Yerel mahkeme ve Yargıtay’ın kararını uygulamaması üzerine AYM, geçen hafta, Atalay’la ilgili olarak ikinci kez hak ihlali kararı verdi ve gereğinin yapılması için dosyayı Gezi davasına bakan İstanbul 13. Ağır Ceza Mahkemesi’ne gönderdi. Mahkeme, şu ana kadar dosyayı görüşmedi. Atalay’ın avukatları Fikret İlkiz, Akçay Taşçı ve Deniz Özen, haftasonu mahkemeye yeni bir tahliye dilekçesi gönderdi.
"Yeniden başvuruyoruz, belki yararı olur"

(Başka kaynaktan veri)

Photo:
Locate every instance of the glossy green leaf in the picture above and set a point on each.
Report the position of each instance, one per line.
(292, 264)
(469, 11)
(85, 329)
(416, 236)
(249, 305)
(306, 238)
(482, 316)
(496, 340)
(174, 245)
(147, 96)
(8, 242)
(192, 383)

Dilekçede, şu ifadeler kullanıldı: "21 Aralık 2023 tarihinde yaptığımız başvuru ile Anayasa Mahkemesinin kısa kararının yerine getirilmesi için İstanbul 13. Ağır Ceza Mahkemesine başvuruda bulunduk. Dilekçemize Anayasa Mahkemesi kısa kararını da ekledik. İstanbul 13. Ağır Ceza Mahkemesi bu başvurumuz konusunda bu dilekçe yazılana kadar hiçbir karar vermedi. Bir başka anlatımla karar verme gereği bile duymadı. 22 Aralık 2023 Cuma günü karar verilmedi. 23 Aralık ve 24 Aralık günleri ise zaten tatil ve mahkemeler kapalı! Kime tatil; dışarıdakilere. İçerideki Milletvekili Can Atalay ise halen mahpus ve tutsak… Ama AYM kararının uygulanması için karar verilmesi onu ilgilendiriyor. Mahpusluk halinin sona erdirilmesi ve bulunduğu cezaevinden salıverilmesi hakkında verilecek kararın bile tatil günlerine denk gelmesi acaba nasıl bir yargının üretimi! 22 Aralık 2023 tarihinde dahi karar vermeyen İstanbul 13. Ağır Ceza Mahkemesine kısa bir dilekçe vererek kararın yerine getirilmesini istemiştik.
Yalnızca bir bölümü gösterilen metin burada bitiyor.